- Relator(a)
- Ministro Jesuíno Rissato
- Órgão julgador
- Sexta Turma
- Data do julgamento
- 14/05/2024
- Data de publicação
- 17/05/2024
STJ – Acórdão, Rel. Ministro Jesuíno Rissato, Sexta Turma, j. 14/05/2024, p. 17/05/2024
AGRAVO REGIMENTAL NO AGRAVO EM RECURSO ESPECIAL. RECEPTAÇÃO. OFENSA AO ART. 180, § 3º, DO CP. DESCLASSIFICAÇÃO PARA CONDUTA CULPOSA. PLEITO QUE DEMANDA REVOLVIMENTO DE FATOS E PROVAS. ÓBICE DA SÚMULA 7/STJ. ABSOLVIÇÃO. APREENSÃO DO BEM NA POSSE DA ACUSADA. ÔNUS DA DEFESA DE COMPROVAR A ORIGEM LÍCITA. PRECEDENTES. INEXISTÊNCIA DE ARGUMENTOS APTOS A ENSEJAR A REFORMA DA DECISÃO. AGRAVO DESPROVIDO. 1. O agravo regimental não merece prosperar, porquanto as razões reunidas na insurgência são incapazes de infirmar o entendimento assentado na decisão agravada. 2. Tendo as instâncias de origem concluído que restou demonstrada "a ilicitude da conduta adotada pela ré, sendo inviável a desclassificação para receptação culposa, considerando-se as circunstâncias da compra do aparelho televisor, através de "feirado rolo", sem qualquer cuidado para averiguar a origem do bem", bem como que a ré conhecia a origem ilícita do bem, descabe a alteração desse entendimento na via do recurso especial em razão do óbice do enunciado n. 7 da Súmula do STJ. 3. "Quando há a apreensão do bem resultante de crime na posse do agente, é ônus do imputado comprovar a origem lícita do produto ou que sua conduta ocorreu de forma culposa. Isto não implica inversão do ônus da prova, ofensa ao princípio da presunção de inocência ou negativa do direito ao silêncio, mas decorre da aplicação do art. 156 do Código de Processo Penal, segundo o qual a prova da alegação compete a quem a fizer.
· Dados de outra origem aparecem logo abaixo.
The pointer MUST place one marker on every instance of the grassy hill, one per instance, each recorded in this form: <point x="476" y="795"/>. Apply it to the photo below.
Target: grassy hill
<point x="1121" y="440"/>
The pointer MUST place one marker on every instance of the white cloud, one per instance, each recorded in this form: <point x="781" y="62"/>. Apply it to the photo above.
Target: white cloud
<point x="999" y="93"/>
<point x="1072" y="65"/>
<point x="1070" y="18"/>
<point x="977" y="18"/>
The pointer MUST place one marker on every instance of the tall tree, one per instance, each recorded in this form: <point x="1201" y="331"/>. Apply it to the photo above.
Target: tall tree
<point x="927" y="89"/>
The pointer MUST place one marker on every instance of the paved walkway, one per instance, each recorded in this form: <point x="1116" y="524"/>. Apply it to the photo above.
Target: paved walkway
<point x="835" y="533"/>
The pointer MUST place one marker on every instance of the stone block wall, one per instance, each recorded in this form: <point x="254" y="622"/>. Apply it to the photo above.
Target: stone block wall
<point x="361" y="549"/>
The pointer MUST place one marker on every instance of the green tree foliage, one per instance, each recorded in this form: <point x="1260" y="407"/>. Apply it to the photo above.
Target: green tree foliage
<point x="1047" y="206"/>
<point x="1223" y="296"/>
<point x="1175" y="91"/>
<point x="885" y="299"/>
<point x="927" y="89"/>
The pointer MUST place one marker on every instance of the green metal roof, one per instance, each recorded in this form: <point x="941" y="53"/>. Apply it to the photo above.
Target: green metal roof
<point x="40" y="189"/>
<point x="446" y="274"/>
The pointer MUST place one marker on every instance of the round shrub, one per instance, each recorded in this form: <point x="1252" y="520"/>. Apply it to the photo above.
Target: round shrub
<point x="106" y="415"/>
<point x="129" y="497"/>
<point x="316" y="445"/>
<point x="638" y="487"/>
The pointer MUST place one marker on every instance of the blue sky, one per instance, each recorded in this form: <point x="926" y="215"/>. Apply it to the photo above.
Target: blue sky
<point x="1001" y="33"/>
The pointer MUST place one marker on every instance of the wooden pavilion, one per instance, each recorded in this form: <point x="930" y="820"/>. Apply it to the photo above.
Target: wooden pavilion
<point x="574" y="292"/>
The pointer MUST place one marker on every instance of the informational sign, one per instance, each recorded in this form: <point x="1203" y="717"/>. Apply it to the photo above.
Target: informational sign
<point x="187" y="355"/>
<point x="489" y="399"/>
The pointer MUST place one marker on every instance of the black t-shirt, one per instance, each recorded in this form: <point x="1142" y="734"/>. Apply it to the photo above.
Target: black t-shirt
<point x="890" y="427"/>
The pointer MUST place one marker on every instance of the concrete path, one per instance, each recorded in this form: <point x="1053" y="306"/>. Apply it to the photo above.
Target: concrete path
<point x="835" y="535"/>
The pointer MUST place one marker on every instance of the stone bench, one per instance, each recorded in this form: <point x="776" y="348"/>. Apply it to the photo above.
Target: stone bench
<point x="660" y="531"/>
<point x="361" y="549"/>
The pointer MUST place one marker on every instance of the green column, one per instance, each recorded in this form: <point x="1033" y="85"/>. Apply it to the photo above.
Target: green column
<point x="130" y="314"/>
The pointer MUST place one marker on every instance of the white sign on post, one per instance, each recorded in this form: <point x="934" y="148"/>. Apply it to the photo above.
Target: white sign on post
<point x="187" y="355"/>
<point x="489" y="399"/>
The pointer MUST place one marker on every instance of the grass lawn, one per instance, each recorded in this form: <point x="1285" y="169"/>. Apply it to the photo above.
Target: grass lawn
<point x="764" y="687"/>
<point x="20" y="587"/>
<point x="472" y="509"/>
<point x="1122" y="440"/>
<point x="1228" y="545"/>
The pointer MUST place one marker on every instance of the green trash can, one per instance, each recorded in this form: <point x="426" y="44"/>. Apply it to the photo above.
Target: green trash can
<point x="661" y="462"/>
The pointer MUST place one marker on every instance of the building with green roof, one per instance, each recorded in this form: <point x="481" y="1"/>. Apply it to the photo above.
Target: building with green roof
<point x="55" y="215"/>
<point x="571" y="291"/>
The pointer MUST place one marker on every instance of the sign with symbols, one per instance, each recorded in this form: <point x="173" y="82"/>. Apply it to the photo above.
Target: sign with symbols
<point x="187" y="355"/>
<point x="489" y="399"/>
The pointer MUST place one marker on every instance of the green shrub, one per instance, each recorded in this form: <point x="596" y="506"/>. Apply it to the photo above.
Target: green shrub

Precedentes" (AgRg no HC n. 446.942/SC, relatora Ministra Laurita Vaz, Sexta Turma, DJe 18/12/2018). Precedentes. 4. Agravo regimental desprovido. (AgRg no AREsp n. 2.309.936/SP, relator Ministro Jesuíno Rissato (Desembargador Convocado do TJDFT), Sexta Turma, julgado em 14/5/2024, DJe de 17/5/2024.)